If an affected business has a cybersecurity incident and is found to be noncompliant, the owner can be subject to civil or criminal prosecution. These rules affect not just your clients, but also your business. Before panic sets in, take time to understand the rule's framework. Here are some questions to ask:

What are the new FTC safeguard standards?

The standards that went into effect in June 2023 are an expansion of the Federal Trade Commission Safeguards Rule, which previously required only banks to report data breaches to customers. Many business entities make client cash transactions using cyber systems and tools. 

Imagine if a server, hard drive or laptop where critical information is saved were hacked. All of those passwords and their customer data are now exposed, available to cybercriminals. The new standards require impacted businesses to have a written information security plan to be prepared if a breach occurs. The plan safeguards a business and its clients.

Who is affected by the standards?

The rule affects a wide array of business types and sizes, including sole proprietors. 

Simply put, if your business holds client confidential data, you are affected. Entities include car dealerships, registered investment advisors, CPA firms, insurance companies and mortgage brokers, for example.

The rule specifically says: "The 'financial institutions' subject to the Commission's enforcement authority are those that are not otherwise subject to the enforcement authority of another regulator under section 505 of the Gramm-Leach-Bliley Act, 15 U.S.C. 6805. More specifically, those entities include, but are not limited to, mortgage lenders, 'pay day' lenders, finance companies, mortgage brokers, account servicers, check cashers, wire transferors, travel agencies operated in connection with financial services, collection agencies, credit counselors and other financial advisors, tax preparation firms…"

Why are these new standards in place? 

Since 2021, the Federal Trade Commission has taken additional steps toward protecting American consumer data and privacy through the expansion of the Safeguards Rule. With cyber theft continuing to increase, the nine steps in the rule are designed as concrete guidance. 

How can I be sure a business complies?

Get a checkup of all data security systems to identify gaps and help implement solutions, so you and your clients stay in compliance with FTC regulations.

What's involved in establishing the FTC standards? 
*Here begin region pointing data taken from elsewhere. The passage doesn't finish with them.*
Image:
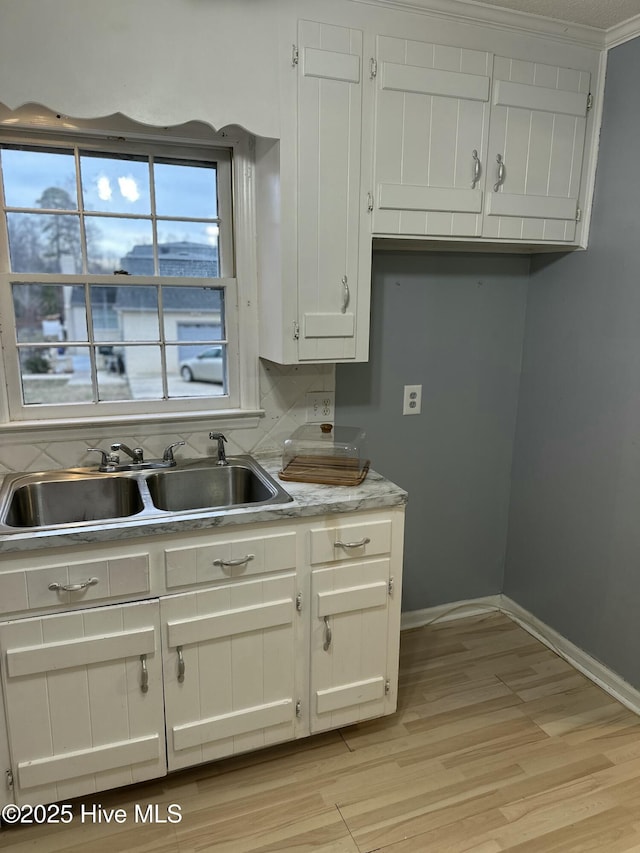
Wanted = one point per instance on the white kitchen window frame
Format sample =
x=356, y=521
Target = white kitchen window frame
x=240, y=405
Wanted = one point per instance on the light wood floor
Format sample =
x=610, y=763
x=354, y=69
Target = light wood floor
x=498, y=744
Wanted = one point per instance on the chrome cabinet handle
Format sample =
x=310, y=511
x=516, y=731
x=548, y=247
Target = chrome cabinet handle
x=327, y=634
x=476, y=169
x=144, y=675
x=230, y=564
x=501, y=173
x=346, y=296
x=73, y=587
x=364, y=541
x=180, y=664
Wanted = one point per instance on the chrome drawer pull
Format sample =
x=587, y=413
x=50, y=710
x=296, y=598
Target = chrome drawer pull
x=327, y=634
x=476, y=169
x=144, y=675
x=180, y=664
x=501, y=173
x=346, y=296
x=230, y=564
x=364, y=541
x=72, y=587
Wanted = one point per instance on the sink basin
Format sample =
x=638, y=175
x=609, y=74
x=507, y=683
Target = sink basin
x=76, y=497
x=73, y=499
x=212, y=486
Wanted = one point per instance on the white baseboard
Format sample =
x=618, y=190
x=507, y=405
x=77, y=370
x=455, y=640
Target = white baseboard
x=447, y=612
x=593, y=669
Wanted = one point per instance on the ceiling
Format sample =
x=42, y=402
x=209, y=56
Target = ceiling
x=602, y=14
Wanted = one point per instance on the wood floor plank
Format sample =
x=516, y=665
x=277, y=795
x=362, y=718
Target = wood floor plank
x=498, y=745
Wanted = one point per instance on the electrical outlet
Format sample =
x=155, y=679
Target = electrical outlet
x=320, y=406
x=412, y=401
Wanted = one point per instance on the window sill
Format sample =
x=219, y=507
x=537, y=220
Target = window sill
x=25, y=432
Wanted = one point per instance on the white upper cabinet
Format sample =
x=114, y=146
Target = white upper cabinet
x=468, y=144
x=329, y=131
x=314, y=240
x=538, y=127
x=432, y=116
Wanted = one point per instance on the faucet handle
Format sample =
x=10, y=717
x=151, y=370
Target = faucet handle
x=167, y=456
x=220, y=438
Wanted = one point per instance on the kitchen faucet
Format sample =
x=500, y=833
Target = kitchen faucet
x=110, y=462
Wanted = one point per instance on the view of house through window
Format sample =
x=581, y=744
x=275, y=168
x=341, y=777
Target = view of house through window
x=116, y=270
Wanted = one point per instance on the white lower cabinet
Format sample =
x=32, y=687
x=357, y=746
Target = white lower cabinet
x=245, y=638
x=349, y=643
x=83, y=701
x=229, y=669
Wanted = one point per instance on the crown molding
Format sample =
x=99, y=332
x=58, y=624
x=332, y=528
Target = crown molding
x=493, y=16
x=623, y=32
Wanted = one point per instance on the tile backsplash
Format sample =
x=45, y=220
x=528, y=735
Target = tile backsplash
x=283, y=392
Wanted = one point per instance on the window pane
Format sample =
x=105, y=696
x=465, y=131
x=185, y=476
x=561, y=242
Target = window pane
x=36, y=178
x=48, y=377
x=44, y=242
x=131, y=312
x=104, y=318
x=49, y=312
x=115, y=184
x=193, y=314
x=186, y=189
x=199, y=373
x=114, y=244
x=140, y=368
x=188, y=249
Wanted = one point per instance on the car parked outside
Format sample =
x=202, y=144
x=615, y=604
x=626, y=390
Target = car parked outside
x=206, y=367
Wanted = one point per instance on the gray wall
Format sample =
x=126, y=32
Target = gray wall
x=574, y=536
x=455, y=324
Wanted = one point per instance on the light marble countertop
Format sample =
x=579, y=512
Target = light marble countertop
x=309, y=499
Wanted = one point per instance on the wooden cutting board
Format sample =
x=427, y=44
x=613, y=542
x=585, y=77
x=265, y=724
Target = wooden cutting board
x=330, y=470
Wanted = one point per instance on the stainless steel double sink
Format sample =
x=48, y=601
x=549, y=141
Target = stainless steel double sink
x=81, y=496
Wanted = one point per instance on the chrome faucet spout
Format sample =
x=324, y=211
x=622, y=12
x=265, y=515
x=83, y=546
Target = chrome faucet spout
x=219, y=437
x=135, y=454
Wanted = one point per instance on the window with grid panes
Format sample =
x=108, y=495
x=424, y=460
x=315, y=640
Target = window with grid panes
x=119, y=281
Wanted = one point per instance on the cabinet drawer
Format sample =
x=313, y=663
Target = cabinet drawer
x=112, y=577
x=229, y=558
x=346, y=541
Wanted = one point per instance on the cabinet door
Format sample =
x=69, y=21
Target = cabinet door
x=432, y=109
x=349, y=643
x=538, y=126
x=84, y=704
x=329, y=128
x=229, y=669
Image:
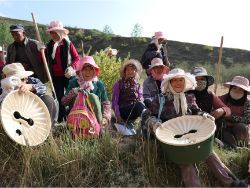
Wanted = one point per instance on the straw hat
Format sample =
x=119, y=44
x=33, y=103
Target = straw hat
x=190, y=82
x=200, y=71
x=16, y=69
x=56, y=26
x=239, y=81
x=156, y=62
x=87, y=60
x=134, y=62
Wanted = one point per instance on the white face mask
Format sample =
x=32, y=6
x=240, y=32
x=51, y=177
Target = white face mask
x=236, y=96
x=201, y=85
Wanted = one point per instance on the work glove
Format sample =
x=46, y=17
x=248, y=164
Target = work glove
x=69, y=72
x=40, y=46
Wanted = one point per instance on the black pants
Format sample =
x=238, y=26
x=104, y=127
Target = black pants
x=60, y=84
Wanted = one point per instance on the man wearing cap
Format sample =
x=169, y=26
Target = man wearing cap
x=152, y=84
x=156, y=48
x=26, y=51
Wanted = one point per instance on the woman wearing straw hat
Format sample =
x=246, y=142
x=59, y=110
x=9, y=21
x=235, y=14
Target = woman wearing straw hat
x=15, y=73
x=62, y=59
x=178, y=103
x=156, y=48
x=152, y=84
x=236, y=131
x=127, y=99
x=208, y=101
x=86, y=79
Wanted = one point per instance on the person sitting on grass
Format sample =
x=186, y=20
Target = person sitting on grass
x=178, y=103
x=207, y=100
x=127, y=99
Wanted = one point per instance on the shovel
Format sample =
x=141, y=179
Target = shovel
x=46, y=68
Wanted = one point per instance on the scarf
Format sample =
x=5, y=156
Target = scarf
x=86, y=85
x=180, y=101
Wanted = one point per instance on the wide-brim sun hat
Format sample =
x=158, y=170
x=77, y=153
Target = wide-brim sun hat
x=157, y=62
x=56, y=26
x=200, y=71
x=134, y=62
x=87, y=60
x=240, y=82
x=190, y=82
x=16, y=69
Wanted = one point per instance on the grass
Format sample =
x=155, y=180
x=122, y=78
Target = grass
x=111, y=161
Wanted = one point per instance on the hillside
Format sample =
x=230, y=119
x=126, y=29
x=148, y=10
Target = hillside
x=179, y=52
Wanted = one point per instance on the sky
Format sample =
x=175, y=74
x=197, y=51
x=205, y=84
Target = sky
x=193, y=21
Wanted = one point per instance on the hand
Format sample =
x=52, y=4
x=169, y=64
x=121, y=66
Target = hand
x=155, y=126
x=76, y=90
x=69, y=72
x=206, y=115
x=217, y=113
x=23, y=88
x=40, y=46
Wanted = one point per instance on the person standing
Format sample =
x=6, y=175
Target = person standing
x=236, y=128
x=27, y=52
x=62, y=59
x=156, y=48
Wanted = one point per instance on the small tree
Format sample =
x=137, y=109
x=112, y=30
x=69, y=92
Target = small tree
x=137, y=30
x=107, y=30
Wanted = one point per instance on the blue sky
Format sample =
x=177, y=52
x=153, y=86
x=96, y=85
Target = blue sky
x=195, y=21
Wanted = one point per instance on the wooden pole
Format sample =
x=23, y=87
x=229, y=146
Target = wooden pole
x=218, y=66
x=43, y=57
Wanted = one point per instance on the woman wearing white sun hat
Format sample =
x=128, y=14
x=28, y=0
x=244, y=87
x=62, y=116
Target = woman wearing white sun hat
x=178, y=103
x=236, y=130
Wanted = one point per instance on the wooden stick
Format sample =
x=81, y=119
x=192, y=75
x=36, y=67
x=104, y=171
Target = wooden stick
x=44, y=58
x=218, y=66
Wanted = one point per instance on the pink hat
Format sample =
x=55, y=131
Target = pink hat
x=156, y=62
x=239, y=81
x=87, y=60
x=159, y=35
x=56, y=26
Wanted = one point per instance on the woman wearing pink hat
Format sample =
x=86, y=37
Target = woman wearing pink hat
x=62, y=59
x=152, y=85
x=236, y=127
x=156, y=48
x=86, y=80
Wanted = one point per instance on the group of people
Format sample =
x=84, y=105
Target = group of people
x=184, y=93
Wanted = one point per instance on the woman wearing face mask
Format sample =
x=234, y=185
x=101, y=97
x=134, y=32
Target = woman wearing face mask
x=236, y=131
x=178, y=103
x=206, y=100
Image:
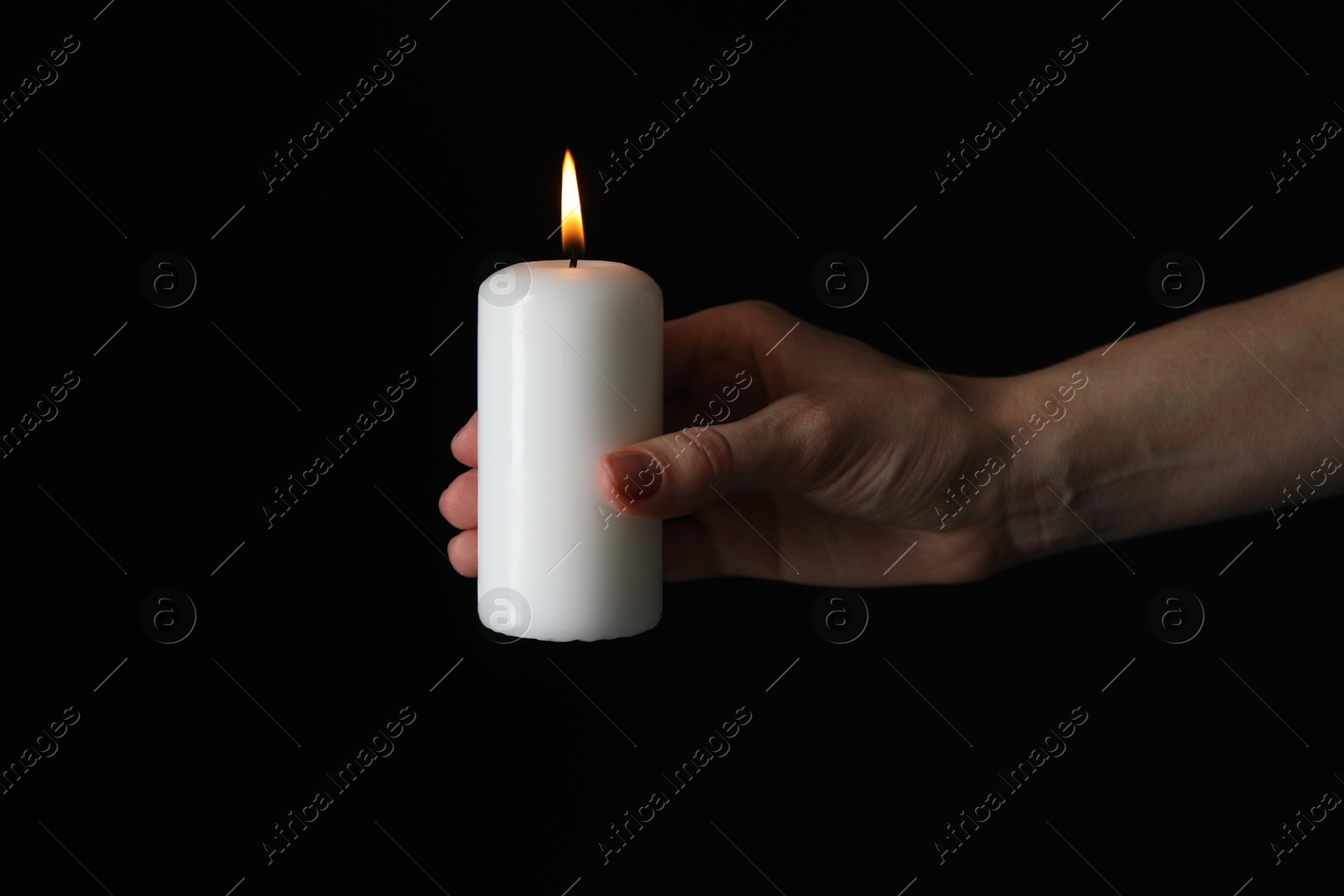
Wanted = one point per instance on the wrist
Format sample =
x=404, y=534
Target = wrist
x=1042, y=422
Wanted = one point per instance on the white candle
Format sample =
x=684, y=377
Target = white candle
x=569, y=367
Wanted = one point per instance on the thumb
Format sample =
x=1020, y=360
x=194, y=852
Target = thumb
x=680, y=473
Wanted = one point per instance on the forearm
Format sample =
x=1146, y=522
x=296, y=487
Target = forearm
x=1183, y=425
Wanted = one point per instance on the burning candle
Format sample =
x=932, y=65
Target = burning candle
x=569, y=367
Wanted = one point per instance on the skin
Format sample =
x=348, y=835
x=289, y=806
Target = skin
x=837, y=454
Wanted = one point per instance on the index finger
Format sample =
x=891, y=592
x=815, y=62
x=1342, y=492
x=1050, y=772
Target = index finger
x=748, y=335
x=464, y=443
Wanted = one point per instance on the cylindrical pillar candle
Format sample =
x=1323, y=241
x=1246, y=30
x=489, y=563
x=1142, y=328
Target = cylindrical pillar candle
x=569, y=367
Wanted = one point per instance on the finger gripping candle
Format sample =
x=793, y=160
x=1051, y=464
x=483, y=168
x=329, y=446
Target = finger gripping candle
x=569, y=369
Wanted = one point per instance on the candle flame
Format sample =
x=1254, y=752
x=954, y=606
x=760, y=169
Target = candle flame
x=571, y=217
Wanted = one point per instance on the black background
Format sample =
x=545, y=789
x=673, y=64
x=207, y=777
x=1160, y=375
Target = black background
x=320, y=629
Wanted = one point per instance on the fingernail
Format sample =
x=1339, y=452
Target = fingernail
x=633, y=473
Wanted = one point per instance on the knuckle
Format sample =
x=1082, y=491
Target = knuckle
x=716, y=457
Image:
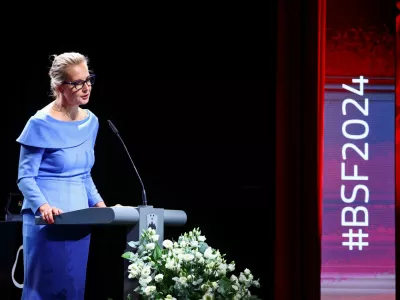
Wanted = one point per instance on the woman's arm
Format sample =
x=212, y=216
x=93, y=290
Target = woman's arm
x=28, y=168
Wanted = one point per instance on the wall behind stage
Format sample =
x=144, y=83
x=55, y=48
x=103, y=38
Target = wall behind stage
x=358, y=242
x=197, y=114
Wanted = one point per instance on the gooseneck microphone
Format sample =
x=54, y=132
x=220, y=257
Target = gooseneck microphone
x=115, y=130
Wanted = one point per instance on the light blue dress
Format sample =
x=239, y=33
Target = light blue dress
x=55, y=162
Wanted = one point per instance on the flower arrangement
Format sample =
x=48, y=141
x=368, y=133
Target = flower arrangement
x=185, y=269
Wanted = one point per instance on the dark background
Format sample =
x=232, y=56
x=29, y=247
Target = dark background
x=194, y=102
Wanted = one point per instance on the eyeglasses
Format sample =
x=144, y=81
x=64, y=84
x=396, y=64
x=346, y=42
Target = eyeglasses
x=78, y=84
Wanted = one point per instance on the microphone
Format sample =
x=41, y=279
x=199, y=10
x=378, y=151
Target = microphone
x=115, y=130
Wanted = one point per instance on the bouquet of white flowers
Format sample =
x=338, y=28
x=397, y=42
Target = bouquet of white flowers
x=185, y=269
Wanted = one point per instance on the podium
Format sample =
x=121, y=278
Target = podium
x=126, y=224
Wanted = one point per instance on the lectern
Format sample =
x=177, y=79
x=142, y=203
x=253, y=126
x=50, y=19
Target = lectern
x=132, y=221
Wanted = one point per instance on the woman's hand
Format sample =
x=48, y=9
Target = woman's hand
x=48, y=212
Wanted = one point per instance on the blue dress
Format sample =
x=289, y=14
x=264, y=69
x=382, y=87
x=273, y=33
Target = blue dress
x=55, y=161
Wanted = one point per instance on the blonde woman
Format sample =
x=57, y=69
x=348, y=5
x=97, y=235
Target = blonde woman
x=56, y=157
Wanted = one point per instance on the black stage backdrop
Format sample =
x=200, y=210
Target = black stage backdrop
x=196, y=109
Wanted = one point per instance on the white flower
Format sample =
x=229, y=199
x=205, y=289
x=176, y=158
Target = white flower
x=155, y=237
x=149, y=289
x=146, y=271
x=208, y=296
x=150, y=246
x=256, y=284
x=231, y=267
x=195, y=268
x=167, y=244
x=183, y=280
x=144, y=281
x=188, y=257
x=242, y=278
x=208, y=253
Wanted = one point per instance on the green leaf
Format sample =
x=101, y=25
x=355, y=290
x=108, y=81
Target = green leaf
x=128, y=255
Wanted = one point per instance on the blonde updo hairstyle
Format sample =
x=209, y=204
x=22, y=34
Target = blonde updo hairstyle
x=58, y=67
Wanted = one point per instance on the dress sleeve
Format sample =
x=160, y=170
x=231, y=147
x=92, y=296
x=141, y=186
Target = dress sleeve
x=92, y=192
x=29, y=162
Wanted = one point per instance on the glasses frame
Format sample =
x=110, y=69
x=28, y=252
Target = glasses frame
x=82, y=82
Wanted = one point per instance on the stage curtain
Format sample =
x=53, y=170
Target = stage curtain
x=299, y=148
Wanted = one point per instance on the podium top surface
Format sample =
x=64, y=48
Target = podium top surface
x=96, y=215
x=115, y=215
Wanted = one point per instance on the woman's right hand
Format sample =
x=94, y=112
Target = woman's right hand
x=47, y=212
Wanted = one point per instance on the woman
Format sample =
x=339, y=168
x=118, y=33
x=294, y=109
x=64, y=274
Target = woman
x=56, y=157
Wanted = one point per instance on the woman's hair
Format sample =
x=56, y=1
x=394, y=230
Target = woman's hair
x=59, y=64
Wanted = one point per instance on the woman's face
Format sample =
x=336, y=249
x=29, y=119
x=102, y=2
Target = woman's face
x=77, y=85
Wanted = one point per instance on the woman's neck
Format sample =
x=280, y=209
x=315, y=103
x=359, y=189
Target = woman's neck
x=69, y=111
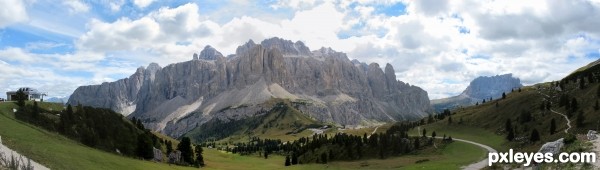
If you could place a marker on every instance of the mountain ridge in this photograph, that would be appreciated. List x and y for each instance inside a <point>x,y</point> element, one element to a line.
<point>176,98</point>
<point>480,88</point>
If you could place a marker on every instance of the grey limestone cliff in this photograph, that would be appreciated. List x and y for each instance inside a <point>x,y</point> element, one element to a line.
<point>180,96</point>
<point>480,88</point>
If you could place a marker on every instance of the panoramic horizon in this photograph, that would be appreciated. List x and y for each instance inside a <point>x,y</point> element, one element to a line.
<point>438,46</point>
<point>299,84</point>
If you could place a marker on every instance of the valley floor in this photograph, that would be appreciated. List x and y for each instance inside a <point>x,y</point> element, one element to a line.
<point>453,156</point>
<point>7,153</point>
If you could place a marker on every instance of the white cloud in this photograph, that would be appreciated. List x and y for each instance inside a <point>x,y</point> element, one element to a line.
<point>13,11</point>
<point>142,3</point>
<point>76,6</point>
<point>116,5</point>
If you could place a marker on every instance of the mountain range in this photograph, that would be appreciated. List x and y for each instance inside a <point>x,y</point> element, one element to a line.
<point>325,85</point>
<point>480,88</point>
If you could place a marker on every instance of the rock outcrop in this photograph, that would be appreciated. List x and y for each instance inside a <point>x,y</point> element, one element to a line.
<point>331,88</point>
<point>479,89</point>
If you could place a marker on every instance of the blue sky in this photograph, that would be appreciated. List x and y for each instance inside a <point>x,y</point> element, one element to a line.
<point>58,46</point>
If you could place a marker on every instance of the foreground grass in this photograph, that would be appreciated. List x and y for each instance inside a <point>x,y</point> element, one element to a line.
<point>57,152</point>
<point>471,133</point>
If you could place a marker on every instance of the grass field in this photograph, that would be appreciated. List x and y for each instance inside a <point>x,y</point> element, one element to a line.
<point>57,152</point>
<point>452,156</point>
<point>474,134</point>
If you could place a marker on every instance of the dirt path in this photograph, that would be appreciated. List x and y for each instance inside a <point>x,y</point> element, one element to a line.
<point>597,150</point>
<point>375,130</point>
<point>477,165</point>
<point>481,164</point>
<point>553,111</point>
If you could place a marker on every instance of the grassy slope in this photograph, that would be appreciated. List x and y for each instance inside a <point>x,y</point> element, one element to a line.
<point>485,123</point>
<point>281,122</point>
<point>58,152</point>
<point>453,156</point>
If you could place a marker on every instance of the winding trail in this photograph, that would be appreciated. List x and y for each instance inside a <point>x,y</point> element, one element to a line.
<point>7,153</point>
<point>481,164</point>
<point>375,130</point>
<point>553,111</point>
<point>477,165</point>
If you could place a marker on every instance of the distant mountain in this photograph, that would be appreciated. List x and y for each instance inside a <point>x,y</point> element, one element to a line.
<point>62,100</point>
<point>323,84</point>
<point>479,89</point>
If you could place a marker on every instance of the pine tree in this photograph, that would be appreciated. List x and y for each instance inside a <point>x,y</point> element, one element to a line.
<point>580,119</point>
<point>185,146</point>
<point>535,136</point>
<point>169,147</point>
<point>144,147</point>
<point>294,158</point>
<point>574,105</point>
<point>507,125</point>
<point>287,161</point>
<point>21,97</point>
<point>324,158</point>
<point>581,83</point>
<point>36,110</point>
<point>511,135</point>
<point>199,158</point>
<point>598,92</point>
<point>552,126</point>
<point>417,143</point>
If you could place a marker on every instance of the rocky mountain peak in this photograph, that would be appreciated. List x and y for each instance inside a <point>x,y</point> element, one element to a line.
<point>244,48</point>
<point>209,53</point>
<point>177,98</point>
<point>286,47</point>
<point>493,86</point>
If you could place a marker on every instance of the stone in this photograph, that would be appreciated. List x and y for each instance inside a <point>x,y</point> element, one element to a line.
<point>592,135</point>
<point>552,147</point>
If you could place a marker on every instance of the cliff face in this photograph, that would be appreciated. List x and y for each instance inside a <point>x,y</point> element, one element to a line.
<point>480,88</point>
<point>180,96</point>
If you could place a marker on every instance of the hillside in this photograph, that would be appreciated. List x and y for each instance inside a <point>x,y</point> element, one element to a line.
<point>282,121</point>
<point>532,107</point>
<point>58,152</point>
<point>175,98</point>
<point>481,88</point>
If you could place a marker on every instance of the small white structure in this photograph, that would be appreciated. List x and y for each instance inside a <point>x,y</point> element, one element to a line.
<point>592,135</point>
<point>175,157</point>
<point>552,147</point>
<point>31,93</point>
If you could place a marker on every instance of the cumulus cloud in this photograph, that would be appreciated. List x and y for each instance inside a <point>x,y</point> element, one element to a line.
<point>76,6</point>
<point>142,3</point>
<point>13,11</point>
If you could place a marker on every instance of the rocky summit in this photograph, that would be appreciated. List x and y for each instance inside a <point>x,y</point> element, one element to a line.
<point>479,89</point>
<point>331,88</point>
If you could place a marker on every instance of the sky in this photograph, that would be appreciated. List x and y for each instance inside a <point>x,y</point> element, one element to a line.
<point>440,46</point>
The nine steps provide easy to follow guidelines for business owners, regardless of size of the company. A critical step involves establishing safeguards using best practice cybersecurity processes and tools. For example, remove system access for terminated staff and establish password policies. Steps involve staff training on these best practices and having a crisis plan in place in case there is a breach. 

What happens if my clients or I are noncompliant?

The FTC can impose penalties of up to $100,000.00 per violation, and directors and officers of business can be personally fined. Liability does not stop with paying fines and/or penalties to the FTC. Affected consumers and employees can sue the company directly for breach of data privacy. There will also likely be damage to business reputation that may impact company revenue and growth potential. The bottom line is, the cost of compliance is a lot less than the cost of noncompliance.